Since 1991, Radio France has been organising the Presences festival of contemporary music: several hundred new scores have been heard (a third of them world premieres), and the festival is also characterised by a series of portraits of composers from the late 20th century.
This CD, along with another volume devoted to Kaija Saariaho, marks a new stage of the Presences festival, which is extending its activities to include discs.
Tonal versus atonal, consonant versus dissonant, neo-classical versus serial, reactionary versus avant-garde, those who mourn a dreamed-of golden age versus those who claim to embody the meaning of history, Landowski versus Boulez, the list goes on and on. These binary and caricatured oppositions have fuelled a debate that has dominated the 20th century, and which is still sometimes in turmoil today.
In this context, we are struck by the emergence of spectral music, of which Tristan Murail is one of the initiators and most brilliant exponents. Spectral music proved that history could emerge from this sterile debate, that new territories of sound and harmony existed, that consonances were possible without being part of a backward-looking approach --in short, that composers could move forward, continuing to invent, without having to resort to historically exhausted systems, such as those of tonal music or serial music.

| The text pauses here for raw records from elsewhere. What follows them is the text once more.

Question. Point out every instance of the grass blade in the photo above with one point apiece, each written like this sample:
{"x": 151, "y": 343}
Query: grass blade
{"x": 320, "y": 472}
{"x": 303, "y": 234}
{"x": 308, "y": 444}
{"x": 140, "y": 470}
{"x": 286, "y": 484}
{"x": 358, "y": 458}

The advent of spectral music was a major turning point in the great history of music, and its scope is such that its concepts, vocabulary (spectrum, fusion, partials, transients, inharmonics, etc.), writing principles and approach to sound and time have spread throughout the world and over several generations.
Few composers today have not been influenced in one way or another by spectral music. From George Benjamin to Kaija Saariaho, from Jonathan Harvey to Fausto Romitelli, via Philippe Hurel, Marc-Andre Dalbavie and Magnus Lindberg, spectral music and its concepts are everywhere.